La société française a été attaquée par l'information aux Etats-Unis et en Grande Bretagne, en raison de son implication dans la gestion du système pénitentiaire. La principale attaque s'est portée sur les plateaux repas fabriqués et conditionnés par des prisonniers, destinés aux université américaines. Les médias ont rendu compte. Cette affaire est-elle une conséquence indirecte de nos divergences avec les Etats-Unis dans le conflit irakien ou a-t-elle d’autres explications ? Le débat reste ouvert.

Gemplus

Un fond de pension américain, proche des administrations Clinton et Bush, est soupçonné d'acquérir puis de transférer le savoir-faire et les brevets de la carte à puce vers les Etats-Unis. Ce procédé est jugé très sûr et n'existe presque pas aux Etats-Unis. Il permettrait aux banques américaines d'obtenir une position dominante et à l'administration de pouvoir développer un système de sécurité unique. Nous avons déjà commenté cette affaire sur Infoguerre.
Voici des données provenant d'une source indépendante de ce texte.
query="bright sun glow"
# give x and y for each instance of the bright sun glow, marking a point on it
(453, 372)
Elle illustre l’incapacité du politique à définir une politique de grand projet en matière de technologie de l’information. Désolé Monsieur de Villepin, mais dans ce domaine, les Américains ne sont pas que des alliés.

Alstom

En 2002, la société Alstom a été victime de rumeurs à propos des procès sur l'amiante. A l'occasion de la publication des résultats 2001, la société Alstom avait publié dans un encart une provision de plusieurs millions d'euros pour prévenir les verdicts des procès en rapport avec l'amiante.
Vers la fin de l'année, en provenance des Etats-Unis, un forum d'investisseur a émis l'information que Alstom avait en cachette provisionné l'argent de ses futurs défaites judiciaires sur l'amiante. Sans vérification apparente, le Wall Street Journal et le New- York Times ont relayé cette information. Celle-ci provoqua la chute du cours d'Alstom (déjà bien bas).
L'entreprise réagit en ressortant son rapport annuel prouvant qu'il n'y avait rien de secret. Le cours de bourse se ressaisit mais l'entreprise dut faire face à ses créanciers. Le plan de restructuration de Pierre Bilgé fut largement parasité par la pression des actionnaires (grands et petits) et par cette suspicion qui se retrouve encore dans le presse. Les liens entre le « New- York Times » et « Le Monde » permirent un voyage transatlantique à cette rumeur qui a été repris récemment sur un deux pages par « La Tribune ».